In this context, the real essence of the “war on drugs” as a preemptive strike against a mass radicalization of working and poor Mexicans becomes clear.
Within the first year of the “war on drugs,” the national media worked in tandem with the executive branch to generate a virtual hysteria over drug-related killings. Calderon seized upon these incidents to push through a raft of reactionary legislation and executive decrees aimed at strengthening the executive and criminalizing any and all mass social movements opposed to growing economic inequality and political corruption.
This was complimented by a record increase in extraditions to the US, the expansion of the US Drug Enforcement Agency’s (DEA) presence in Mexico, increased intelligence sharing and Calderon’s continued calls for more US support.
These calls were answered in short order via the Merida Initiative—proposed by George Bush and passed by the Democratic-controlled Congress as part of a bill to increase war spending in Iraq—which lavishes nearly $2 billion on the military and federal police agencies of Mexico and Central America over a period of three years.
Although the bill contains a few ritual statements affirming respect for the “rule of law,” its primary purpose is the extension of US military influence over Mexico and Central America under the guise of training programs, data collection and sharing, and the provision by the US of various forms of military technology and domestic spying equipment.
The real purpose of the Merida Initiative can be seen in its striking similarities to Plan Colombia, through which the US has heavily funded and deeply integrated itself into the Colombian military over the last decade, even as cocaine production in that country continually expands, hitting a nearly 30 percent increase by 2007, according to the Guardian.
In this context, The Joint Forces Command’s statement implying a direct military intervention represents a qualitative shift in line with US foreign policy in Mexico over the last two years.
The new circumstances not only raise the danger of political instability in Mexico, but also raise other major issues for US imperialism, including a change in the relative positions of the US and its rivals in Latin America. The Joint Forces Command study cites Cuba and Venezuela as “potential challenges to the status quo” in the region, noting their ability to promote anti-American coalitions with countries like Russia and China.

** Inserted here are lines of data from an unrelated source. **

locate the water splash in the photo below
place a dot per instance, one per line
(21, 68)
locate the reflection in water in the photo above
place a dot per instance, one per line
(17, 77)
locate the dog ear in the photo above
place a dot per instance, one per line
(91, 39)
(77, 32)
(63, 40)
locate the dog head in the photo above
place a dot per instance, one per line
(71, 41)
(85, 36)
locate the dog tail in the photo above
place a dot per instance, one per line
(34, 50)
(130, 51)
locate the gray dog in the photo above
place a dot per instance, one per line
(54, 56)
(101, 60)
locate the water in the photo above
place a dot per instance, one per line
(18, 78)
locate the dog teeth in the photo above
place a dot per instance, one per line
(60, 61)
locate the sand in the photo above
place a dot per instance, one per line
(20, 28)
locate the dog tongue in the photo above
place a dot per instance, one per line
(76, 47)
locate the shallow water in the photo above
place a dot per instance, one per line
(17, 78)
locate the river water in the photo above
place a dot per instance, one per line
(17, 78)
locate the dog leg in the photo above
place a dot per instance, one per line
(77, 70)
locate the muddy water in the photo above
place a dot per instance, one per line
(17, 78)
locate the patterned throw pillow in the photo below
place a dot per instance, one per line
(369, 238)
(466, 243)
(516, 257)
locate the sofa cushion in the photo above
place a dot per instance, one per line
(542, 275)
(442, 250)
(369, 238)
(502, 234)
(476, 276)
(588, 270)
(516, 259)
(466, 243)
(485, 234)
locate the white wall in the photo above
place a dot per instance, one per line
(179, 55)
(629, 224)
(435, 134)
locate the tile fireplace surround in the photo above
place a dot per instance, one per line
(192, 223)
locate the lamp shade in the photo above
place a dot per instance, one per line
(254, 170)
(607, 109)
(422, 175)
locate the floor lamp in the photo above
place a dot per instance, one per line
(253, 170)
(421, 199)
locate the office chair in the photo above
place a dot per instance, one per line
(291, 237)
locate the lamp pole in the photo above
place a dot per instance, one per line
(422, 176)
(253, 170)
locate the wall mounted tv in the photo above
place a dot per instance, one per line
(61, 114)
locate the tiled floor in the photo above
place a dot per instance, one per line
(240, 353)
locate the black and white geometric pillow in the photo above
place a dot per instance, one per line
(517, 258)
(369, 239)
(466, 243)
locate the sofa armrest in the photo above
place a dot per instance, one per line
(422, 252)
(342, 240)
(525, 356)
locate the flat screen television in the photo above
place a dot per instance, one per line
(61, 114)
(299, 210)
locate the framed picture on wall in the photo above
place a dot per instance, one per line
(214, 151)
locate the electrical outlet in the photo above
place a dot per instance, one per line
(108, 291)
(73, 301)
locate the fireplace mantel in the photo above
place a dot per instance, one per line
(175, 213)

President Barack Obama met with Felipe Calderon on January 12, a week before his inauguration, to declare his continued support for the “war on drugs.” Although media coverage revealed very little about the meeting, Obama’s defense secretary, Robert Gates, recently summed up the foreign policy trajectory of the new administration in Foreign Affairs: Continuation of the wars in Iraq and Afghanistan; maintenance of conventional US military dominance over potential adversaries, including China and Russia; and preparation for further occupations and “counter-insurgency operations,” with Mexico, it now appears, as a prime target.